Monday, September 14, 2009

Not an easy story to tell

Writing honestly and unflinchingly about your own experiences is never easy.

There’s always the temptation to make yourself just a little bit wittier - after all, you’ve had time to think of that clever comeback. There’s the temptation to make yourself a little bit smarter, to take the knowledge you gained from the whole experience and give it to the self that’s just starting out. There’s the temptation to paint yourself in the best possible light.

But when authors refrain from giving in to temptation, the result is oh-so provocative.

Julie Myerson does just that in “The Lost Child: A Mother’s Story” (ISBN 9781596917002).

This London-based author weaves her personal struggles with a teenage son’s drug addiction with her professional fascination with a woman who died centuries earlier.
And it works.

This is Myerson’s story.
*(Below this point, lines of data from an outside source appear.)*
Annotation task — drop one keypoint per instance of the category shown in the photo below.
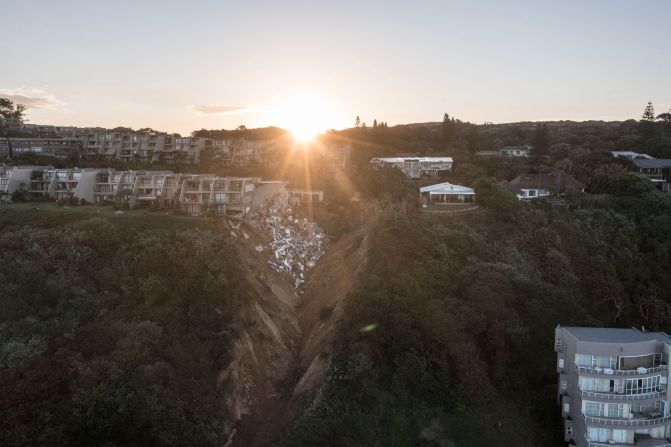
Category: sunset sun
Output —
(305, 114)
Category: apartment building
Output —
(52, 147)
(613, 386)
(416, 167)
(191, 193)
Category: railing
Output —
(620, 372)
(665, 442)
(627, 422)
(661, 392)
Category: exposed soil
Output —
(284, 343)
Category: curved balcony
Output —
(614, 422)
(598, 395)
(620, 372)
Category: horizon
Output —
(180, 68)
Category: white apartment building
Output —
(613, 386)
(416, 167)
(190, 193)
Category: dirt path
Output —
(282, 356)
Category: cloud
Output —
(215, 109)
(32, 98)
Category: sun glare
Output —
(305, 114)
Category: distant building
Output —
(190, 193)
(299, 196)
(446, 194)
(613, 386)
(514, 151)
(629, 155)
(507, 151)
(51, 147)
(657, 170)
(416, 167)
(533, 186)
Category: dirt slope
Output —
(284, 341)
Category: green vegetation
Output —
(464, 311)
(113, 329)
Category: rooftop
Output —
(614, 335)
(447, 188)
(402, 159)
(654, 163)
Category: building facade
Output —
(613, 386)
(535, 186)
(189, 193)
(416, 167)
(657, 170)
(446, 194)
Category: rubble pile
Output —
(295, 244)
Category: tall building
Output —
(613, 386)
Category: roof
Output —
(654, 163)
(447, 188)
(630, 154)
(558, 181)
(402, 159)
(614, 335)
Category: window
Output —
(620, 436)
(594, 409)
(597, 434)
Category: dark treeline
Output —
(448, 334)
(113, 330)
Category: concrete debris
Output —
(297, 244)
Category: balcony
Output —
(599, 395)
(649, 421)
(620, 372)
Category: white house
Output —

Her son, his father, their other children are mentioned, but only as such. She’s not kidding when she says this is a mother’s story.
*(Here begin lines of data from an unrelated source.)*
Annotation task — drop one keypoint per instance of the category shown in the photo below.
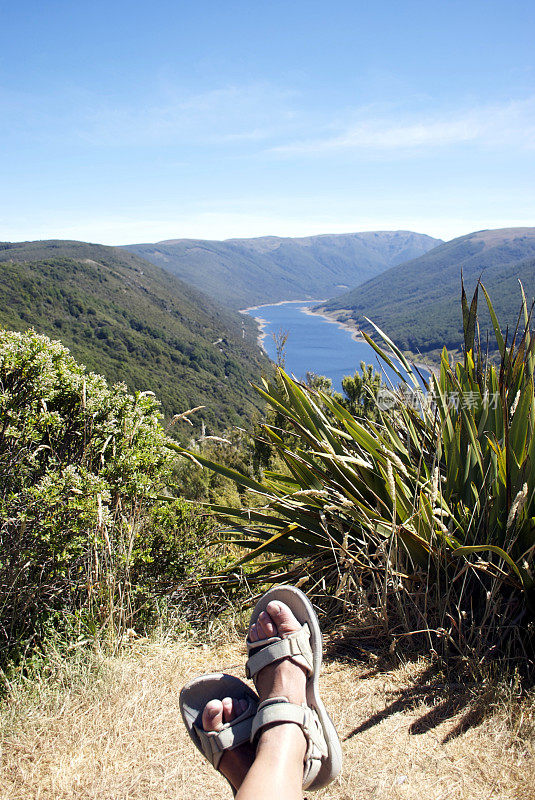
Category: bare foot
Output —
(286, 678)
(282, 679)
(234, 764)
And perhaps that’s why I felt a connection.

When we first meet Myerson, it’s been a few weeks since she and her husband asked their oldest son to leave their home. She felt there was no other choice. His drug addiction was tearing the family apart. It’s clearly a decision she’s still struggling with.
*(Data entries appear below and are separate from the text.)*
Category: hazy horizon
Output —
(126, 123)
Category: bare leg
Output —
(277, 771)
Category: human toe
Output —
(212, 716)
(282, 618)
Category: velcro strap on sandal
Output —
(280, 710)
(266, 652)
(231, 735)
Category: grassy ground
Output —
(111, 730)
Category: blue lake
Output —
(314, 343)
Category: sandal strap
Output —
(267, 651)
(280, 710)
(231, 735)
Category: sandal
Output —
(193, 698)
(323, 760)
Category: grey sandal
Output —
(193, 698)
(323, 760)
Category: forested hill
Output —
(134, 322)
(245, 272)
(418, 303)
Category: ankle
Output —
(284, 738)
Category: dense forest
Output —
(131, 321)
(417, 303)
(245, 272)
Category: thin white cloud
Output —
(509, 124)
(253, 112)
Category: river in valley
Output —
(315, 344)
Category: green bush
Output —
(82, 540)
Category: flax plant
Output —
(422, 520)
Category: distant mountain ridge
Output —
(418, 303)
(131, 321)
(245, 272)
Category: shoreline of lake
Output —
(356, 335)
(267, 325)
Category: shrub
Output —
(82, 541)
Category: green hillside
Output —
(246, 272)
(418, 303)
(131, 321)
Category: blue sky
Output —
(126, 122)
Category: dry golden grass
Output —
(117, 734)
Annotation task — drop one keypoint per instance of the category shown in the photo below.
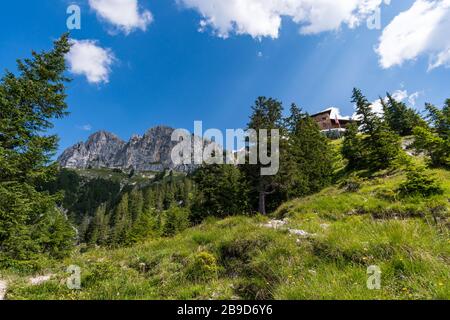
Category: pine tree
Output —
(122, 222)
(266, 115)
(434, 139)
(222, 191)
(307, 165)
(353, 148)
(28, 104)
(379, 146)
(401, 119)
(367, 118)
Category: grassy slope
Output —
(352, 230)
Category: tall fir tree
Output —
(266, 115)
(401, 119)
(29, 102)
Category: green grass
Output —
(236, 258)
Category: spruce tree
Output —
(401, 119)
(29, 102)
(379, 144)
(266, 115)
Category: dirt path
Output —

“And then one day we can’t do it any longer. We can’t be without him. So we do exactly what we said we wouldn’t do, what the experts categorically say you should not do. We take him back without negotiation, without having secured any promises about behavior. We take him back unconditionally. We tell him we love him. We just take him back.”

Things don’t get much better. Myerson finds some measure of solace in immersing herself into finding out all she can about Mary Yelloly, a 21-year-old who died in the early 19th century.

Myerson flips back and forth in time skillfully. But for me the quest for Mary Yelloly was never as fascinating as Myerson’s worsening conflicts with her son.

“When I tell people – not many people but just a close one or two – that our son hit me, they always say the same thing: Oh, but I bet he felt so terrible afterwards?
And that’s where the story gets harder to tell. Because if he did feel terrible – Oh, they say, but he must have! Come on, there’s no way any boy could do that and not feel the most extraordinary remorse? – if he did feel terrible, then he did not show it. Even now. He has not showed it.”

Myerson gives us no easy answers - no answers at all, really – but despite how hard to tell the story becomes, she goes on. And we are taken along with her.